- Promotional poster
- Genre: Comedy drama
- Written by: Jean Dujardin; Nicolas Bedos;
- Directed by: Nicolas Bedos
- Starring: Jean Dujardin; Charlotte Gainsbourg; Nicole Garcia; Pierre Arditi; Laura Morante; Francine Bergé; Marie-Christine Barrault;
- Composer: Romain Trouillet
- Country of origin: France
- Original language: French
- No. of seasons: 1
- No. of episodes: 6

Production
- Producer: Alain Goldman
- Running time: 47 - 54 minutes
- Production companies: Banijay Entertainment; Montmartre Films;

Original release
- Network: Amazon Prime Video
- Release: 12 October – 2 November 2023

= Alphonse (TV series) =

2023 French television series

Alphonse is a French television series written and directed by Nicolas Bedos. Produced by Alain Goldman under Banijay Entertainment and Montmartre Films, stars Jean Dujardin, Charlotte Gainsbourg, Nicole Garcia, Pierre Arditi, Laura Morante, Francine Bergé and Marie-Christine Barrault.
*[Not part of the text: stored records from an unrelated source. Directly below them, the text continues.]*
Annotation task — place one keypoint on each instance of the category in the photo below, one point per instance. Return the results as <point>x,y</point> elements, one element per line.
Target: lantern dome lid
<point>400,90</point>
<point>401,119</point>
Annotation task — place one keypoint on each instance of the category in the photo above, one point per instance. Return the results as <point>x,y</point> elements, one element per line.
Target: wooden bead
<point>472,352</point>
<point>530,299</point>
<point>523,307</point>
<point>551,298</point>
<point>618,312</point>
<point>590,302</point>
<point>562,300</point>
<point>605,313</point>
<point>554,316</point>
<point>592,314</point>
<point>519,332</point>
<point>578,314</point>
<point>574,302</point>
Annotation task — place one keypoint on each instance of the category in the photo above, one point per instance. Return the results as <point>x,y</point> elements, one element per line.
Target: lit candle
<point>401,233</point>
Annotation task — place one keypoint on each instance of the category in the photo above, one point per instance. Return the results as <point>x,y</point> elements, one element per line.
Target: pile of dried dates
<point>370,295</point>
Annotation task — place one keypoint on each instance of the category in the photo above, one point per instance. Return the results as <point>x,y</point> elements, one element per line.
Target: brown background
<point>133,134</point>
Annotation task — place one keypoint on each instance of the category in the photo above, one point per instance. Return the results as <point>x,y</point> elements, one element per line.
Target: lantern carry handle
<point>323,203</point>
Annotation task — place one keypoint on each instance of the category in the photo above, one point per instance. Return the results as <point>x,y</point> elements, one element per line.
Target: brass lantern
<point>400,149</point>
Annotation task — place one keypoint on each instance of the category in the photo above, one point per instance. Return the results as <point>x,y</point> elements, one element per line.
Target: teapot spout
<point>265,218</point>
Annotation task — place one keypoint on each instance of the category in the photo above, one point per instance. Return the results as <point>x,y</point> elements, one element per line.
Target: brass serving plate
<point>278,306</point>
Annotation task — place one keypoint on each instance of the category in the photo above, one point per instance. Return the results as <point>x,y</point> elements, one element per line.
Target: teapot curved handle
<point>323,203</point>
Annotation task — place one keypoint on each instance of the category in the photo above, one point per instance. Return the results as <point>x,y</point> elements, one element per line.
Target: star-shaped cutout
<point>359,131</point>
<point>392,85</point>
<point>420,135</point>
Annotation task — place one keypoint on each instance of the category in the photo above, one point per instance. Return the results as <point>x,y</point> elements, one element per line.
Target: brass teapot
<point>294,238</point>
The series premiered on Amazon Prime Video on October 12, 2023.

==Cast==
- Jean Dujardin : Alphonse
- Charlotte Gainsbourg : Margot
- Nicole Garcia : Martha
- Elsa Zylberstein : Eleonore Baumann
- Pierre Arditi : Jacques Bisson
- Francine Bergé : Adele Clement
- Marie-Christine Barrault : Eve Bragnier
- Laura Morante : Laura Tomazi
- Martine Chevallier : Elise Duthi
- Vincent Macaigne : Wildred
- Myriem Akheddiou : The psy
- Lubna Azabal : Natacha Gemier
- Olivier Barthélémy : Bruno
- Nicole Calfan : Marianne
- Anne Canovas : Marie
- Michaël Cohen : Lucien Moreira
- Chantal Neuwirth : Francoise Berleau

==Production==
The series was announced by Amazon Prime Video consisting of six episodes. The principal photography of the series began in 2022 and ended in 2023, with Jean Dujardin, Charlotte Gainsbourg, Nicole Garcia and Pierre Arditi joining the cast.

== Reception ==
In her review for A Good Movie To Watch, Renee Cuisia rated the series a 6.8 out of 10 stars. Shabnam Jahan gave the series a rating of two stars out of five in her review for Leisure Byte.